The Martha Stewart Gardening Trick You Should Avoid At All Costs

There's no denying that Martha Stewart is the homemaking queen, but when it comes to keeping your plant babies as healthy as can be, one of her past pearls of wisdom should be approached with caution. We're talking about her penchant for leaf shine spray. A quick fix to secure a luscious, shiny appearance, to be sure ... but also one that could have a devastating effect on your houseplants.

In January 2023, Stewart visited "Today" to share her tips for caring for houseplants, keeping them nourished and looking their best. One of her suggestions was to top plants off with a leaf shine spray — and post-mist, the plant certainly looked like the picture of health. However, that sheen can be deceiving. That's because while shine sprays create the appearance of a healthy, glossy plant, they can also play a role in suffocating them. 

As if that wasn't enough, blocking a plant's ability to breathe is just one part of what makes leaf shine spray a no-go for anyone hoping to keep houseplants healthy long-term. In fact, that same concoction used to give a glow could actually prevent your plants from being able to achieve that sheen naturally. In sum: this is one fix you definitely don't want in your plant care routine.
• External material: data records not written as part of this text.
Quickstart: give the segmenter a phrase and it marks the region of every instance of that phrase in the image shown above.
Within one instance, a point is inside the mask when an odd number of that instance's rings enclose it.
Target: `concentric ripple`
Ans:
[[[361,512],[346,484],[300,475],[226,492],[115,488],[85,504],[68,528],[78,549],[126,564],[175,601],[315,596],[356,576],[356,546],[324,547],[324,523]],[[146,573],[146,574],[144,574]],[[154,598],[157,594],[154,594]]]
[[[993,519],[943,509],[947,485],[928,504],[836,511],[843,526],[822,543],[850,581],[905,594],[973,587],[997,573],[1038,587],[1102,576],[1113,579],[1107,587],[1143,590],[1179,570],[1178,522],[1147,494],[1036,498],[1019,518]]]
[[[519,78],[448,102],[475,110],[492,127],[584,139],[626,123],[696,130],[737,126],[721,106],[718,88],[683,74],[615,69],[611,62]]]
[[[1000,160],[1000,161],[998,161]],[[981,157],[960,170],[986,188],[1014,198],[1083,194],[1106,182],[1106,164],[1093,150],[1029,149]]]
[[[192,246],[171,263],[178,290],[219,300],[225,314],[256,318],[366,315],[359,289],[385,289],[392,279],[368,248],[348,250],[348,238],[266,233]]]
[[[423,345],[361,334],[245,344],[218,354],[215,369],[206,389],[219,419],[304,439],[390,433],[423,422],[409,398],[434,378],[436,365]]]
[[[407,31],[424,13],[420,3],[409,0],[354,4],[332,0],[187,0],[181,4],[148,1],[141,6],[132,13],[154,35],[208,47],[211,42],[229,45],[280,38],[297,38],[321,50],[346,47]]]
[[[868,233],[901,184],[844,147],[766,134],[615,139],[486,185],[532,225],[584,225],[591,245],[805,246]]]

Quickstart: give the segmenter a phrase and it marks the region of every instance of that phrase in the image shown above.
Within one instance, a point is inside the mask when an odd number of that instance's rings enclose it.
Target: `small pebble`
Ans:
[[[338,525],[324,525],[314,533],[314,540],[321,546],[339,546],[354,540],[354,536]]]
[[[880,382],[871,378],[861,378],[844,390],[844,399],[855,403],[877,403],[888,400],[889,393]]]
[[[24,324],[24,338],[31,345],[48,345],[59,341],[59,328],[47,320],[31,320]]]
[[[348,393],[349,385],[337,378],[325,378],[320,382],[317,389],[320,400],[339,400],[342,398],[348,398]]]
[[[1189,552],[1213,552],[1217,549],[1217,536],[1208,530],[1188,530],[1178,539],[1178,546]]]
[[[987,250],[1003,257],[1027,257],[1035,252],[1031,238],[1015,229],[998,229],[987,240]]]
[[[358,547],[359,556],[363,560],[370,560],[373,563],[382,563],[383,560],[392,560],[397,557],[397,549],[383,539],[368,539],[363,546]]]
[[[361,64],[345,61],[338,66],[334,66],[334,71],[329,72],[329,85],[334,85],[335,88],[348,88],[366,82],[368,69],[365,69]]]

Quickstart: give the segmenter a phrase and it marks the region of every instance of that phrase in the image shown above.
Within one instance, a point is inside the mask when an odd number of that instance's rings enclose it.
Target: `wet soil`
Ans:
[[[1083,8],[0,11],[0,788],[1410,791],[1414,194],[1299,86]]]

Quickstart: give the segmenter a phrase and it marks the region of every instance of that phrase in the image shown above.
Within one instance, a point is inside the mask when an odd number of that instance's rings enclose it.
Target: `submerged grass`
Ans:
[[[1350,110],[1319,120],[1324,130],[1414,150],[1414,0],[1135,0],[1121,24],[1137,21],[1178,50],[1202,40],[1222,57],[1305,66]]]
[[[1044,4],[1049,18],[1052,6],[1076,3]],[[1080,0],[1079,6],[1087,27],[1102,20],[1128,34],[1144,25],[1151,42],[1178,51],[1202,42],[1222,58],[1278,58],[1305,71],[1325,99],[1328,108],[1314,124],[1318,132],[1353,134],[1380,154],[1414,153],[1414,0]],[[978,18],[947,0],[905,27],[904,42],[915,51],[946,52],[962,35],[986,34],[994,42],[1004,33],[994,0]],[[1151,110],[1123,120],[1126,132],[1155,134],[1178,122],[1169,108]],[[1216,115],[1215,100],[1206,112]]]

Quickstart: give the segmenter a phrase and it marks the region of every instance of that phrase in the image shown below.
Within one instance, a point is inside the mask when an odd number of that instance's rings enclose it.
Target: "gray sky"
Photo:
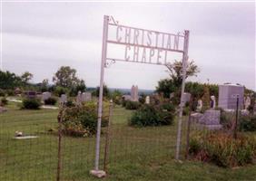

Shine spray attracts dirt and can kill plants

The best case scenario, when it comes to the side effects of leaf shine spray, is that you'll end up with duller plants. That's because the product creates a sticky base, perfect for dust. What's more, even if you try to wipe the leaves clean from the spray and the dust it has attracted, many former users have complained that doing so requires considerable force. Not ideal — especially when the goal is a healthier houseplant.

However, the more pressing issue is that shine sprays can halt photosynthesis and water movement, thanks to the aforementioned dust build-up clogging up the plant's stomata. Dust is just one of the culprits here, though. For the most part, shine sprays contain waxes and oils which, even if natural, also block the stomata. Once again, the vital processes that keep plants healthy are halted, if not stopped completely. 

So, shine spray is a no-go. However, that's not to say there's nothing you can do to get those houseplants shining. Arguably the easiest way to do that is by regularly dusting plants, and for bigger leaves, wiping them down with water. Alternatively, one unexpected, though effective hack is to use a banana skin to gently rub each leaf. All the reward, less of the risk — and you'll get a snack.